Faloyin is a smart, often scathingly funny writer ... While much of the history of Western involvement in Africa is sordid and depressing, Africa Is Not a Country is not. It brims with the sort of outrage that speaks of hope, of change. Faloyin points to the younger generation of Africans: educated, business-savvy, united by Afrobeat and Nollywood, moving toward a leaderless revolution ... Throughout, the continent of Africa—home to 1.4 billion people in 54 countries where more than 2,000 languages are spoken—comes alive as a diverse, creative and complicated place.

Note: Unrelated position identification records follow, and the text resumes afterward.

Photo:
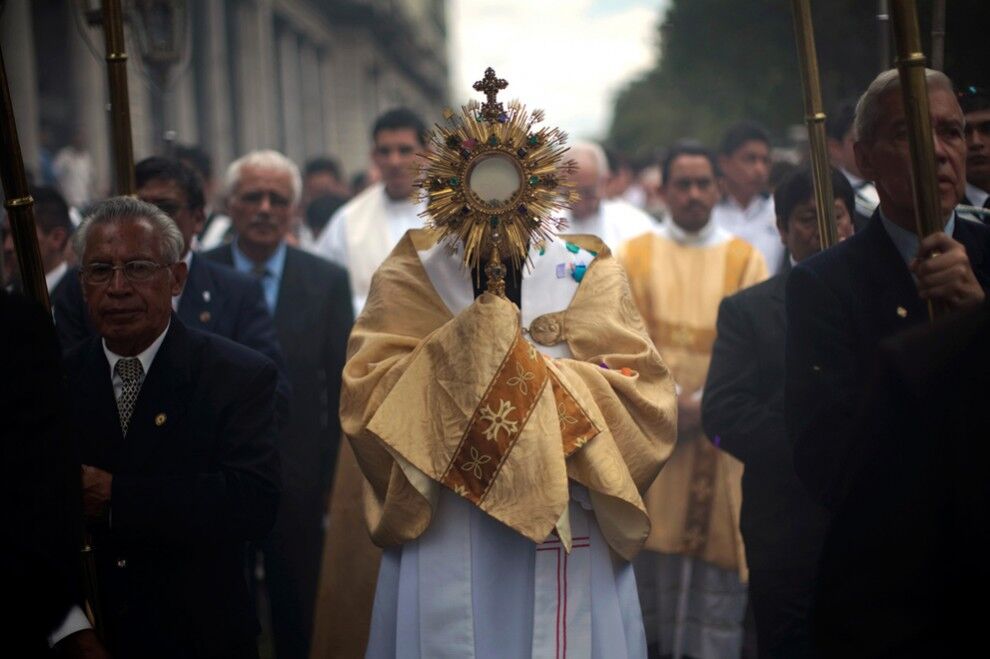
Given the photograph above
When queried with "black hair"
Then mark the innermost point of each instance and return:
(973, 98)
(840, 120)
(686, 148)
(799, 187)
(399, 119)
(740, 133)
(322, 164)
(50, 210)
(169, 169)
(196, 158)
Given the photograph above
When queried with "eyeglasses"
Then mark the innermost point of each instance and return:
(256, 196)
(134, 271)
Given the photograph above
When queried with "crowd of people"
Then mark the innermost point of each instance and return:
(686, 430)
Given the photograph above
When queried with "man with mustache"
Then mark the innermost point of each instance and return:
(362, 233)
(176, 432)
(976, 105)
(310, 301)
(678, 276)
(842, 302)
(746, 208)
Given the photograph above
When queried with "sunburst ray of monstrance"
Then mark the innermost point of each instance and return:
(493, 181)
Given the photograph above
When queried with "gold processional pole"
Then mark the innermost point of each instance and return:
(120, 113)
(914, 90)
(18, 202)
(815, 119)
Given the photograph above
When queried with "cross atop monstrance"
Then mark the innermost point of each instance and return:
(490, 86)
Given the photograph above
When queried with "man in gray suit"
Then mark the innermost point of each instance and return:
(310, 301)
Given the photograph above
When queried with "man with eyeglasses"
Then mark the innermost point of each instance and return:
(214, 298)
(176, 433)
(310, 301)
(612, 220)
(691, 570)
(362, 233)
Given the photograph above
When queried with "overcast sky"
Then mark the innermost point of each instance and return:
(568, 58)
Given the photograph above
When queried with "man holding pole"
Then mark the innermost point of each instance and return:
(842, 302)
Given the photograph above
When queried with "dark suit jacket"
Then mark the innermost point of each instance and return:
(840, 304)
(215, 299)
(41, 533)
(195, 478)
(313, 320)
(743, 410)
(907, 548)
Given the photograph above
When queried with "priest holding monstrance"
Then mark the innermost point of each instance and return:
(507, 409)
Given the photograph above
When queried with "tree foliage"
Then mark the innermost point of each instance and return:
(724, 60)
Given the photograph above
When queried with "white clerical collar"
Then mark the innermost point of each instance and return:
(401, 202)
(906, 242)
(53, 276)
(146, 356)
(976, 196)
(855, 181)
(708, 235)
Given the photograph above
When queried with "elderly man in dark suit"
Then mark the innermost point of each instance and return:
(177, 433)
(214, 299)
(842, 302)
(743, 412)
(906, 548)
(310, 301)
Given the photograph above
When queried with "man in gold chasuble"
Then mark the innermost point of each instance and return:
(692, 569)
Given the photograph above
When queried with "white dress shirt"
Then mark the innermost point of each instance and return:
(756, 224)
(75, 620)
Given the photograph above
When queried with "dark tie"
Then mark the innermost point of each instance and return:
(131, 373)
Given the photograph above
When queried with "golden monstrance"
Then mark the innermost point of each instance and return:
(494, 181)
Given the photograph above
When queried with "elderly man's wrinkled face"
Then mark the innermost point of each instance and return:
(262, 207)
(887, 161)
(132, 306)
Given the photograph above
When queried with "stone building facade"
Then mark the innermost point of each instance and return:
(306, 77)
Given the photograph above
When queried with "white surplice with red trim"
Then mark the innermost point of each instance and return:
(472, 588)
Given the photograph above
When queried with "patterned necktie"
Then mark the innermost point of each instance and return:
(131, 373)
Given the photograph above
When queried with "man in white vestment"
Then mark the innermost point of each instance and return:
(746, 208)
(362, 233)
(506, 443)
(613, 220)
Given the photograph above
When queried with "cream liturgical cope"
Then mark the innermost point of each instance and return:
(504, 477)
(678, 280)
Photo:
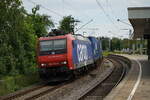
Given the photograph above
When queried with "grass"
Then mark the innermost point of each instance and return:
(11, 84)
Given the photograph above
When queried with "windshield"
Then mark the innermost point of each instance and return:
(46, 45)
(59, 44)
(49, 46)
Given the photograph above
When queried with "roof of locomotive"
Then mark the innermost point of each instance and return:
(74, 37)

... a stereotype Faloyin is bent on examining and demolishing, a task he carries out with verve ... It’s a well-worn path ... But I enjoyed learning about the debate among the Black Panther actors over which accent the inhabitants of the mythical Wakanda should adopt. Faloyin’s critique of museums in North America and Europe, which find endless excuses not to return looted artifacts to Africa, many of which are not even on display, also won me over ... And it’s impossible not to relish a book that boasts an entire section on jollof rice ... But while Faloyin excels at articulating the complaint, he has little to offer as a remedy to a problem rooted in a centuries-old global power imbalance. Fairness dictates, too, a recognition that intellectual laziness is hardly the white man’s exclusive preserve. People in Africa are just as prone to perpetuating sweeping stereotypes: about those in other parts of the continent, and also about life in the West, whose inhabitants are assumed to be universally prosperous and upper-class ... The difference, of course, is that while an African’s failure to perceive a Westerner’s 'complex identity' has little impact on the latter’s daily existence, the Westerner’s assumption that Africa is all lions and spear-brandishing Maasai helps keep the aspirations of 1.4 billion people squashed.
The chief flaw of the book is exactly the one it’s titled for: that Africa is not a country and one manuscript can never be anything but superficial when criss-crossing a continent. Though it comes to 351 pages, covering so much ground means Faloyin inevitably falls into the same holes – of failing to provide context – that he is criticising...Faloyin is aware of this, beginning with disclaimers, including that he is not 'generically African', he’s Nigerian, and the book reflects his viewpoint as such. His writing is at its strongest when he describes either his relatives, or Lagos – Nigeria’s economic capital and the city of his birth ... The history sections feel rushed ... It is easy to point out that this book tries to cover too much ground, but how many texts written by western writers throughout history have done the same? ... a necessary book that deserves its place in the canon as essential reading for anyone seeking an introduction to this vast continent – as well as the rest of us, who need to be regularly challenged on what we think we know about Africa and the damage done by that.